Em 1987 corriam os estudos delimitatórios oficiais da Terra Indígena Enawenê-Nawê, e Vicente comentara, aos amigos mais próximos, sua percepção intuitiva de estar sendo seguido, acossado. Sua descontração dava lugar a uma tensão estranha, e nos preocupávamos que continuasse como “equipe-do-eu-sozinho” numa área ainda muito isolada. Na última vez que o vimos, João insistira com ele para que andasse armado, evitasse andar só quando estivesse na cidade. Não beligerante convicto, Vicente jamais admitira a possibilidade de utilizar uma arma como instrumento de defesa pessoal, embora fosse bom atirador com sua velha espingarda de mato, que só usava mesmo para ocasionalmente degustar alguma caça. Hoje, acossados por pressões políticas e territoriais insuportáveis e afogados pelo poderio da soja, os Enawenê-Nawê devem sentir falta, e muita, do companheiro e parceiro que lhes sabia palavras e desejos. A presença e parceria de Kiwxí, que acompanhou a trajetória e os primeiros anos de convívio interétnico dos Enawenê, foi imprescindível para a sobrevivência e integridade física e cultural deste povo durante os anos de sensível período pós-contato.

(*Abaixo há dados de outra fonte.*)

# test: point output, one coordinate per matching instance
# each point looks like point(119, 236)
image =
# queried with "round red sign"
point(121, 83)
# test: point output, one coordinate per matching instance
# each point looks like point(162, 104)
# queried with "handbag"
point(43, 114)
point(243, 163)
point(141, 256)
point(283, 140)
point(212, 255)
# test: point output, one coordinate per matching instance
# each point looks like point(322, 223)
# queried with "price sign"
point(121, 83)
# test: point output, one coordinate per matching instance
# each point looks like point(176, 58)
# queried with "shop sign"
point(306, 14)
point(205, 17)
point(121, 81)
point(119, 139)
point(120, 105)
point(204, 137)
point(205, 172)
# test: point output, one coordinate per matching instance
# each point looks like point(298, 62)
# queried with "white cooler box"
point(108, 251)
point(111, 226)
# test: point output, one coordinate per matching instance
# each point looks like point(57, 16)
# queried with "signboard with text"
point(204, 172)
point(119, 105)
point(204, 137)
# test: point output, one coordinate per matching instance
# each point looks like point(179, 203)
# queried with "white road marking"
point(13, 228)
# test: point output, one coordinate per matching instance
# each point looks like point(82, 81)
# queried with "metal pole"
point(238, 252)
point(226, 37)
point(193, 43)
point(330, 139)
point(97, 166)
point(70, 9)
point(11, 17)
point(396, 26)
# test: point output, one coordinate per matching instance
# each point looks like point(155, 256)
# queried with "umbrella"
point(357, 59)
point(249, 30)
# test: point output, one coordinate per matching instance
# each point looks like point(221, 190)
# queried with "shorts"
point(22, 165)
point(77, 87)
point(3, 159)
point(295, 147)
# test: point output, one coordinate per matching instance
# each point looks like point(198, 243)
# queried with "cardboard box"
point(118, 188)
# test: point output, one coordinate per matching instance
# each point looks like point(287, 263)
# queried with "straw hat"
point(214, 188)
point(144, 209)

Vinte anos depois, talvez maior que a dor e o choque diante do crime brutal e perda estúpida de um amigo especialmente querido é a amargura que gerou em nós o longo trajeto da impunidade que mergulhou o caso insolúvel do jesuíta assassinado nos ermos florestais em densas e isondáveis brumas policiais e jurídicas. Durante anos, Cañas se tornou apenas um ícone dos mistérios insolúveis da polícia mato-grossense, e apenas em 2001 o “caso” foi transferido para a Justiça Federal, diante do argumento irrefutável de que Vicente integrava oficialmente o GT relacionado ao reconhecimento do território indígena. Tanto tempo se passou, que dois dos presumidos mandantes do crime, os fazendeiros Pedro Chiquetti e Camilo Obici, jazem em paz. O terceiro, Antonio Junqueira (de triste e meritório sobrenome, associado à execução do “Massacre do Paralelo 11” ) tem qualquer pena prescrita por sua idade avançada. Dura lex, sed lex? Restam, ao julgamento, marcado para 24/10/2006, o ex-delegado da Polícia de Juína, Ronaldo Antonio Osmar, acusado de intermediar a “encomenda”- tendo, incrivelmente, sido o primeiro encarregado policial do processo investigativo, e os pistoleiros José Vicente e Martinez Abadio da Silva.*
Ainda assim, Kiwxi, alma índia e espírito libertário, vive mais que estrela, reluz constelação. Lembro sempre dele nas noites translúcidas e irretocáveis da floresta, aqui próximo à linha do equador, quando na noite silente paro à contemplação celeste, como ele, que gostava de atear a rede sob o sereno e filosofar astrofísicas. Lembro então de abrir os ouvidos aos muitos sons da floresta noturna, ouço até as estrelas, entre elas uma constelaçãozinha de estrelas avermelhadas, muito jovens, lusco-fusco de pirilampo irrequieto voejando na via-láctea. Acho que é Vicentón, besuntado de urucum, os muitos brincos indígenas de madrepérola tilintando, gesticulando muito, luz sonorizada. Pois como diz o poeta (Guimarães Rosa), “nossos mortos não morrem/ficam encantados...”. Pois então, hasta la vista, Vicentón!
◙ Rosa Cartagenes é indigenista no Pará. Martinez Abadio da Silva teve seu crime prescrito, também por ter mais de 70 anos de idade, e o ex-delegado Ronaldo Osmar foi absolvido no domingo passado por “falta de provas”. Difícil comprovar fatos 19 anos depois, principalmente quando se tenta desqualificar as duas testemunhas de acusação, que são índios rikbaktsa. O julgamento do pistoleiro José Vicente da Silva foi desmembrado e transferido para a próxima segunda-feira. Este é o último ano para tentar qualquer imputabilidade, pois o crime prescreve no ano que vem.